Non c’era alcun motivo, dunque, per trattare in quel modo i migranti costretti a ripararsi sotto tendoni di fortuna allestiti sul ponte per ripararsi dalla pioggia e dal sole d’agosto. Il ministro ha agito «per volontà meramente politica di affrontare il problema della gestione dei flussi migratori invocando, in base a un principio di solidarietà, la ripartizione dei migranti a livello europeo tra tutti gli Stati membri». Insomma, Salvini avrebbe usato la Diciotti per il braccio di ferro politico con Bruxelles. Ma le scelte politiche «non possono ridurre la portata degli obblighi degli Stati di garantire nel modo più sollecito il soccorso e lo sbarco dei migranti».
Perché «l’obbligo di salvare la vita in mare costituisce un preciso dovere degli Stati e prevale su tutte le norme e gli accordi bilaterali finalizzati al contrasto dell’immigrazione irregolare»: concetto che ribalta di netto la motivazione con cui il capo della procura di Catania, Carmelo Zuccaro, aveva chiesto l’archiviazione per Salvini sostenendo che «una scelta politica non è sindacabile dal giudice penale».
Il provvedimento inviato al Senato ricorda che anche la «stessa Corte Costituzionale, in diverse circostanze, ha avuto modo di evidenziare che la discrezionalità nella gestione dei flussi migratori incontra chiari limiti, sotto il profilo della conformità alla Costituzione e del bilanciamento di interessi di rilievo costituzionale, nella ragionevolezza, nelle norme di trattati internazionali che vincolano gli Stati contraenti e, soprattutto, nel diritto inviolabile della libertà personale (articolo 13 della Costituzione), trattandosi di un bene che non può subire attenuazioni rispetto agli stranieri in vista della tutela di altri beni costituzionalmente tutelati». Per i giudici «la decisione del ministro ha costituito esplicita violazione delle Convenzioni internazionali in ordine alle modalità di accoglienza dei migranti soccorsi in mare».
Prova a smascherare il ministro, Pietro Grasso: «Come membro della giunta per le immunità del Senato dovrò esaminare la richiesta del Tribunale dei ministri di Catania: Salvini ha dichiarato a tutta pagina, non più tardi di qualche mese fa, che avrebbe rinunciato all’immunità e chiesto al Senato di farsi processare.
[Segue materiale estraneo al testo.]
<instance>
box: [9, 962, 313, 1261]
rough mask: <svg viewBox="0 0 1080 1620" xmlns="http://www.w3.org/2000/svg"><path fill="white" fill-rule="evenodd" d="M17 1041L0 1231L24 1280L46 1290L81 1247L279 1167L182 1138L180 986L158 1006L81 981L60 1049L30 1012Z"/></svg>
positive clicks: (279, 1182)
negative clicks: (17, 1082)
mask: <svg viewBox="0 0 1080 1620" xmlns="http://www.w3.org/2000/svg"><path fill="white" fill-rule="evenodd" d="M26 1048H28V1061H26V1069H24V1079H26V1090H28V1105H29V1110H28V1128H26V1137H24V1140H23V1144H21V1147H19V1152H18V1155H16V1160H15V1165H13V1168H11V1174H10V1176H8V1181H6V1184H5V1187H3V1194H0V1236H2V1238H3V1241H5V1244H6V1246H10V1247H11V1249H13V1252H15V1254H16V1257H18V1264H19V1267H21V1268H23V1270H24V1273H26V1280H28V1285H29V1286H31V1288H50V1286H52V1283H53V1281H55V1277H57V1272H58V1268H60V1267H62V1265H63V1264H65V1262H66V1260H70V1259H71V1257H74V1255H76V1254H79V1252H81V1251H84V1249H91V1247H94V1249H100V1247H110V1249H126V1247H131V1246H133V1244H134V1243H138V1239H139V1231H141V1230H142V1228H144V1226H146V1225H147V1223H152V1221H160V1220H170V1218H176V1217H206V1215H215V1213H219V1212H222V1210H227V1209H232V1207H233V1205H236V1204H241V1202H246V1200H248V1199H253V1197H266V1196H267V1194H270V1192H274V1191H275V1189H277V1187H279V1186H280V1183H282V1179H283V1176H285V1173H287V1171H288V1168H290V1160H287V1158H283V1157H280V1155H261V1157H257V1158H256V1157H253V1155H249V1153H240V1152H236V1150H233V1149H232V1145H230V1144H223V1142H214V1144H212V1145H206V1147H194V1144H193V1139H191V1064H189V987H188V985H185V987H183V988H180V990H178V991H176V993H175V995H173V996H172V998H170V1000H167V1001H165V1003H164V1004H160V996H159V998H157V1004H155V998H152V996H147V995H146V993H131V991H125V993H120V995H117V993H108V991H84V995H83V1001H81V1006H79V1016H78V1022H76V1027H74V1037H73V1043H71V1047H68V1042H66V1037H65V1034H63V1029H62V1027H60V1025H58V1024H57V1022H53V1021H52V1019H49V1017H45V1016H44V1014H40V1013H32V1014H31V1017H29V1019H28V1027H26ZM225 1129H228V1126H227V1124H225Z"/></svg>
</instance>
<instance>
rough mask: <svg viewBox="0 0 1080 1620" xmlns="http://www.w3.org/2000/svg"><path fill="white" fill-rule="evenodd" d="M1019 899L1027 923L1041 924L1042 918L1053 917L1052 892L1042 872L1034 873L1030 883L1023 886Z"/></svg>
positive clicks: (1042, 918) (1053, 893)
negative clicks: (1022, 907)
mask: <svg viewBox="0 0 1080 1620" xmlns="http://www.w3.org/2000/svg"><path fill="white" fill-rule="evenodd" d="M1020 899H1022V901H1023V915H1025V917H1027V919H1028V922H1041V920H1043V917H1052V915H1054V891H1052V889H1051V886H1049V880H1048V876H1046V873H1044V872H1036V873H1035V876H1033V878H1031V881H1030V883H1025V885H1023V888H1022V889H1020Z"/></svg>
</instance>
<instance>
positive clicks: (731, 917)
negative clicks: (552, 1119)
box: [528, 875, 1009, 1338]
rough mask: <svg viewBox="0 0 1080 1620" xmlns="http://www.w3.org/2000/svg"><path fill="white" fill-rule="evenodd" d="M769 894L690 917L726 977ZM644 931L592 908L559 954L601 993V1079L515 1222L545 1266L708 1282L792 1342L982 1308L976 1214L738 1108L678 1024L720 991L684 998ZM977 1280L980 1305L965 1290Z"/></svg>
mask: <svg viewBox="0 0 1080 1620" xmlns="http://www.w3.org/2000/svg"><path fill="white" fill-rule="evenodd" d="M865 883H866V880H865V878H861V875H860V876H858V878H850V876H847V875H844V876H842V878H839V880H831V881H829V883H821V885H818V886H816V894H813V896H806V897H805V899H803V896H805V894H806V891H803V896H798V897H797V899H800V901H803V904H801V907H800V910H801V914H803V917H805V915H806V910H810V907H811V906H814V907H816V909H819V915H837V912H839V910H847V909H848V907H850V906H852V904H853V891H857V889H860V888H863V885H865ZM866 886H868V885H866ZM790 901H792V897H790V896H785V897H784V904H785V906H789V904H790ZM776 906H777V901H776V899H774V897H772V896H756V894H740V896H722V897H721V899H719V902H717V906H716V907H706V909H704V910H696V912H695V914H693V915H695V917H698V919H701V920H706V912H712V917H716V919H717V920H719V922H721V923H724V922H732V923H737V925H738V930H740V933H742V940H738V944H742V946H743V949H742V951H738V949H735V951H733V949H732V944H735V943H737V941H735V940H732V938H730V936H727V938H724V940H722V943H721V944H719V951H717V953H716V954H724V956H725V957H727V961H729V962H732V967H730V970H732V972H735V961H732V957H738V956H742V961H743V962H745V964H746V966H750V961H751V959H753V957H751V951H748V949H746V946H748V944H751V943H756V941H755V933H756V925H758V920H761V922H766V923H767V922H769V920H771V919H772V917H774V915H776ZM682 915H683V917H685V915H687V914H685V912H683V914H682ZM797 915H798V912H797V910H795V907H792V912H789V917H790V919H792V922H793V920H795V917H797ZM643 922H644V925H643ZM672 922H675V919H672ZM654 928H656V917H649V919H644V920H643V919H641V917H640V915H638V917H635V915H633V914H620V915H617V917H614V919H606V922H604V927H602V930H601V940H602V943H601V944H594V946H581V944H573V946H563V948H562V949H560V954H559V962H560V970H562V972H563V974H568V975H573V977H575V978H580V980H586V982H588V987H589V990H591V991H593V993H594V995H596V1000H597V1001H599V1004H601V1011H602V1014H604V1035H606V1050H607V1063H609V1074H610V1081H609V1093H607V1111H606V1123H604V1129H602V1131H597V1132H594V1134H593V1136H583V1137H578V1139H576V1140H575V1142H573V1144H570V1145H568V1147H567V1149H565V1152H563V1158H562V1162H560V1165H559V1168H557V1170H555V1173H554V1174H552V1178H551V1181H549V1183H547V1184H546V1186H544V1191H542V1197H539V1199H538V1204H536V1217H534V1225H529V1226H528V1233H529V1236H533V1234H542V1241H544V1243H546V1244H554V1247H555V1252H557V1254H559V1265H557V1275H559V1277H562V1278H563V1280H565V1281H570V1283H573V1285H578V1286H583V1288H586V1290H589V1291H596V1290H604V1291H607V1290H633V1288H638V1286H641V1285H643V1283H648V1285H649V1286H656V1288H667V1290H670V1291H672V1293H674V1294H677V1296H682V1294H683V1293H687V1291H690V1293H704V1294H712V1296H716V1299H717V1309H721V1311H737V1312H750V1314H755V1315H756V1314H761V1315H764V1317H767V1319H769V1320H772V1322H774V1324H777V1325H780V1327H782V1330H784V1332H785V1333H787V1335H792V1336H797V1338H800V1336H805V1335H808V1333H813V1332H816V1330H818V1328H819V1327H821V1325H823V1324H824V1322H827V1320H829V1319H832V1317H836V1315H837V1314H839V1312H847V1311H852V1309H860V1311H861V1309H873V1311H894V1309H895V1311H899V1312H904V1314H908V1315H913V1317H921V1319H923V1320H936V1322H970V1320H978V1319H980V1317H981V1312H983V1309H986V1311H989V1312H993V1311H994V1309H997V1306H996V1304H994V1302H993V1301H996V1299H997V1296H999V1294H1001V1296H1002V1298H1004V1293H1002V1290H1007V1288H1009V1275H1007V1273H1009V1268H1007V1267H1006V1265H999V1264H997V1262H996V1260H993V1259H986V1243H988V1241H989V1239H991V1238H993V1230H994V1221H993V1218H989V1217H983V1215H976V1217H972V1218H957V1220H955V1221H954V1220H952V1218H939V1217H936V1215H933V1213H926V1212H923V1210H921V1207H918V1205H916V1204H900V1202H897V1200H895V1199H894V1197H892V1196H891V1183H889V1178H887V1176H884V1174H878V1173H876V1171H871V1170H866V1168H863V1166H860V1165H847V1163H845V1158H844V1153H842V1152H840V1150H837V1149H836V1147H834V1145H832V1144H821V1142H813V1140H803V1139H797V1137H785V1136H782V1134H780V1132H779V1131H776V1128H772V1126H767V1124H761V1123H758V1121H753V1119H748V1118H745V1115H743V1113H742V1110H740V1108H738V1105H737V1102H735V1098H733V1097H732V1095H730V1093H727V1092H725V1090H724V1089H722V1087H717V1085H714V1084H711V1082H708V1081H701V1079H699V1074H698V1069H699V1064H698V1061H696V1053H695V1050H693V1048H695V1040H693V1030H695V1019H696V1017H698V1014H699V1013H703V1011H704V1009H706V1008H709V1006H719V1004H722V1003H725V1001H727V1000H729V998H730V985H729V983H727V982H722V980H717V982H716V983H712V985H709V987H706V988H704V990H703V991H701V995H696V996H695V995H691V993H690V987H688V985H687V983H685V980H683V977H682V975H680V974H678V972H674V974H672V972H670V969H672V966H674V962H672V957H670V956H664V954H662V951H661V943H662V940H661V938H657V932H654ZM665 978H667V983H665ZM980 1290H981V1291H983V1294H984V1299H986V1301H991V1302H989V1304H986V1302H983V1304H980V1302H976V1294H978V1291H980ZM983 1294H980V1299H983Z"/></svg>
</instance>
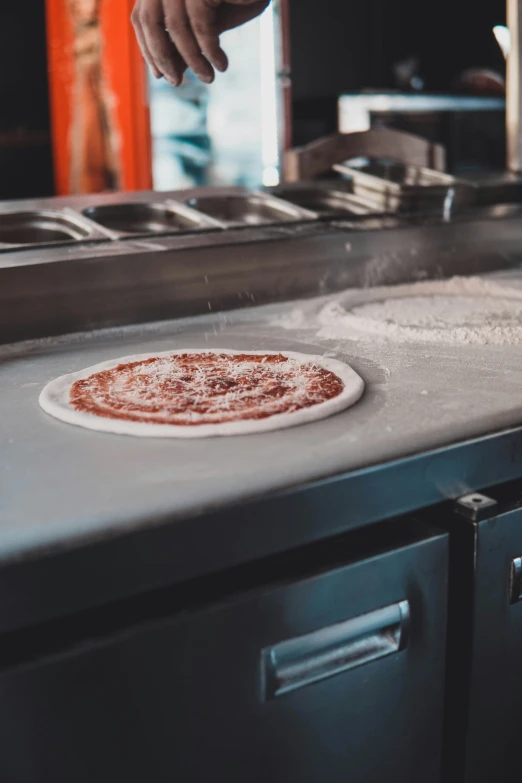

Ripete continuamente di essere uno che mantiene la parola: non ho dubbi che lo farà anche in questo caso. Vero?». Salvini sceglie la linea dura, attaccando i giudici. «Ci riprovano – dice in una diretta Facebook – Torno ad essere indagato per sequestro di persona e di minori, con una pena prevista da 3 a 15 anni. Manco fossi uno spacciatore o uno stupratore». Spavaldo, aggiunge: «Lo ammetto, lo confesso e lo rivendico, ho bloccato lo sbarco. E mi dichiaro colpevole dei reati nei mesi a venire, perché non cambio». Contesta persino la tempistica del Tribunale dei ministri, che ha deliberato il 7 dicembre, comunicando la decisione il 24 gennaio. «I giudici facciano i giudici, i ministri fanno i ministri ed esercitano i loro poteri», rincara salvini invitando il “popolo” a fare scudo: «Chiedo agli italiani se ritengono che devo continuare a fare il ministro, esercitando diritti e doveri, oppure se devo demandare a questo o a quel tribunale le politiche dell’immigrazione. Le politiche dell’immigrazione le decide il governo, non i privati o le Ong, se ne facciano una ragione».